Anonymous asked: How was it when cuckolding was first brought up to you? The feeling I mean.

sexually, my last LTR and now my marriage with hubby were both with men who happened to have very very small penises and who also just “happened” to be really into humiliation as a kink.

hubby and I now joke that both him and the other man must have smelled some femdommy pheromone that even I didn’t know I was pumping out, at least not the first time. but I’m a Virgo and, I like to think, a very solution-oriented person, as well as being pretty progressive in terms of trying not to have a lot of Puritan shame sound sex of any kind, so I was ready to get creative with my first kinky subby-boi partner who showed me in earnest how tiny he was (we tried regular sex and I literally could feel him if I was wet at all) how he enjoyed being played with and particularly enjoyed helping me get off with toys – especially bigger toys – while I “denied” him and “abused” him, both physically and emotionally. he was such a fun and generous partner that I quickly began to enjoy my role in his kinks in my own right, until I could get really juicy and excited just doing things like slapping his face or hearing him beg for things from me. the fact that he was willing to invest all this money in buying me awesome toys didn’t hurt either.
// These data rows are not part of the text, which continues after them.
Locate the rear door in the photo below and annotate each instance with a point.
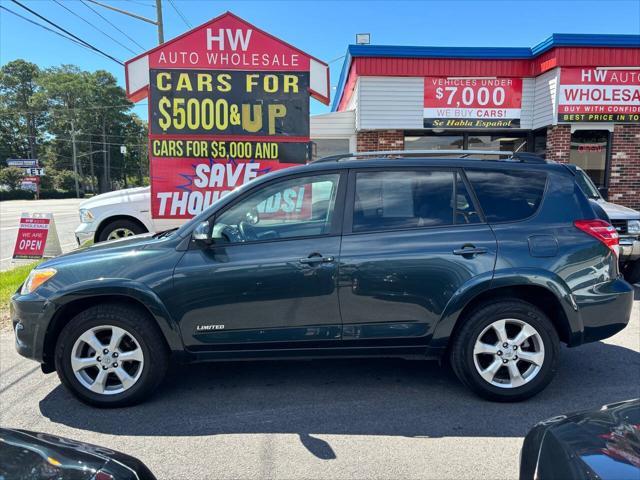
(412, 238)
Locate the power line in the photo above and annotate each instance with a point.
(64, 109)
(92, 25)
(148, 5)
(67, 32)
(184, 19)
(110, 23)
(46, 28)
(60, 139)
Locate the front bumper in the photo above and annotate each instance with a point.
(85, 233)
(604, 309)
(30, 317)
(629, 248)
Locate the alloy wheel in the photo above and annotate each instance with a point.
(107, 360)
(508, 353)
(120, 233)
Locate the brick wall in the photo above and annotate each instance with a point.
(559, 143)
(380, 140)
(624, 183)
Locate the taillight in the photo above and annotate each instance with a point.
(102, 475)
(603, 231)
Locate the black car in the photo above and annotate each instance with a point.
(40, 456)
(601, 444)
(489, 263)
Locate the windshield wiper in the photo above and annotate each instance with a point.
(164, 233)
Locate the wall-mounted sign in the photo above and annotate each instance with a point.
(599, 95)
(37, 237)
(227, 102)
(472, 102)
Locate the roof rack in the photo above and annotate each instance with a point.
(511, 156)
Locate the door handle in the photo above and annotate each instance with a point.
(470, 251)
(315, 259)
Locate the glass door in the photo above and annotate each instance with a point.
(590, 151)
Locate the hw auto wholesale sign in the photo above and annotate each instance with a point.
(472, 102)
(227, 102)
(599, 95)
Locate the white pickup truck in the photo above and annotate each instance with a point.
(126, 212)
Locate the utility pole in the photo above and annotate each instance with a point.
(75, 159)
(159, 22)
(105, 166)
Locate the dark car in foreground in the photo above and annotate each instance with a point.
(488, 263)
(41, 456)
(602, 444)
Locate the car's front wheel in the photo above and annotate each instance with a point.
(506, 351)
(120, 228)
(111, 355)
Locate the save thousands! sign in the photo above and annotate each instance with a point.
(228, 102)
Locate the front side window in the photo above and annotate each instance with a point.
(508, 195)
(296, 207)
(409, 199)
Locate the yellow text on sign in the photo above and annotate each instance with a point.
(216, 114)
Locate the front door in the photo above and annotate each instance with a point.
(269, 278)
(413, 239)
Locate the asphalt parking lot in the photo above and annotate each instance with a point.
(374, 419)
(65, 213)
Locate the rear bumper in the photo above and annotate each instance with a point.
(629, 249)
(604, 309)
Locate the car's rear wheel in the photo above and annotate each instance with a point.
(506, 351)
(111, 355)
(118, 229)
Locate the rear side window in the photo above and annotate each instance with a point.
(508, 195)
(405, 199)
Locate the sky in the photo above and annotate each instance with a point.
(320, 28)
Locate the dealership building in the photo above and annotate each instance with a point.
(573, 98)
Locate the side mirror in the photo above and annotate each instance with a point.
(604, 192)
(202, 233)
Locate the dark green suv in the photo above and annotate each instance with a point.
(489, 263)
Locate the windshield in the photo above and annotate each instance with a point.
(587, 185)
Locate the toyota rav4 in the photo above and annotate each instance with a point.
(487, 263)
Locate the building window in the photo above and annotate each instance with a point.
(540, 142)
(508, 142)
(435, 142)
(325, 147)
(589, 151)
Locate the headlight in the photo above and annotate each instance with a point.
(37, 277)
(86, 216)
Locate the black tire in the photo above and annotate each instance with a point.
(120, 224)
(632, 272)
(462, 356)
(140, 326)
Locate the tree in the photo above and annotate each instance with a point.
(12, 177)
(18, 88)
(65, 180)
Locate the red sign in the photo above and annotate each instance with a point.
(227, 102)
(32, 238)
(472, 102)
(184, 186)
(229, 44)
(599, 95)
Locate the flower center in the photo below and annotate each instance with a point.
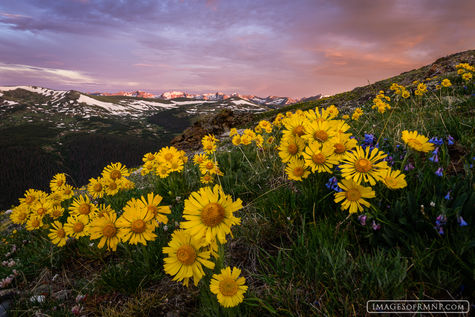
(41, 211)
(298, 171)
(78, 227)
(152, 209)
(186, 254)
(84, 209)
(212, 214)
(228, 286)
(29, 199)
(298, 130)
(292, 148)
(415, 143)
(97, 187)
(56, 212)
(115, 174)
(363, 165)
(320, 135)
(391, 181)
(318, 158)
(353, 194)
(138, 226)
(60, 233)
(109, 230)
(339, 148)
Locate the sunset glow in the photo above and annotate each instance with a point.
(287, 48)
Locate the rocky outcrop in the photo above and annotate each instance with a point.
(217, 124)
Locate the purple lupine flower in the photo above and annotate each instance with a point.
(376, 226)
(435, 157)
(362, 219)
(439, 172)
(436, 141)
(450, 140)
(368, 139)
(462, 222)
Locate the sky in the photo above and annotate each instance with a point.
(291, 48)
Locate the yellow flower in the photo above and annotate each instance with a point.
(149, 157)
(446, 83)
(56, 212)
(342, 144)
(42, 207)
(152, 205)
(206, 178)
(76, 226)
(199, 158)
(30, 197)
(136, 225)
(83, 207)
(417, 141)
(296, 170)
(228, 287)
(467, 76)
(67, 192)
(236, 140)
(353, 195)
(115, 171)
(209, 213)
(34, 223)
(295, 126)
(363, 165)
(394, 179)
(105, 228)
(57, 234)
(320, 157)
(186, 257)
(332, 111)
(209, 143)
(210, 167)
(20, 214)
(319, 131)
(58, 181)
(357, 114)
(95, 188)
(290, 148)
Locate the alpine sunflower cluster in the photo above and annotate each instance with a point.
(164, 162)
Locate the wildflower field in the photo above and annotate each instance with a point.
(312, 210)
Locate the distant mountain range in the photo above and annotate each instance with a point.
(271, 101)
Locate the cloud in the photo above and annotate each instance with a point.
(274, 47)
(10, 72)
that relationship ultimately didn’t work out, but it fundamentally changed my tastes sexually. part of what I liked abt hubby right away when I met him was that, not only was he smart and cute and brilliant and funny, but there was something very familiar abt the way he acted around me. hubby now says he sensed my “dommish-ness” right away and it MADE him act subby, but who knows.

the point is, by the time I actually saw hubby’s tiny little rock-hard pink penis, I felt very unsurprised, and even kind excited at getting to revisit that role. I was a little tired of just toys by then tho and had, in fact, had a very brief, almost exclusively physical relationship with a very physically impressive man in the interim, so I’d developed a taste for something a little different. hubby right away LOVED hearing abt my sex with this man and how much I enjoyed the way his body was and even how DIFFERENT his body was from hubby’s. I loved getting of on domming hubby in this way and feeling the thrill of controlling and (with consent) hurting another human being, but there was still this other missing piece. I had aspects of my sexuality that hubby – because of his nature and his body – literally couldn’t help me engage, a shortcoming that he LOVED talking about. and, ci realized, so did I.

so we talked and talked and talked until, the more we talked, the closer we both got to actually realizing that we both wanted the same thing. and so, the infamous search for the perfect bull began.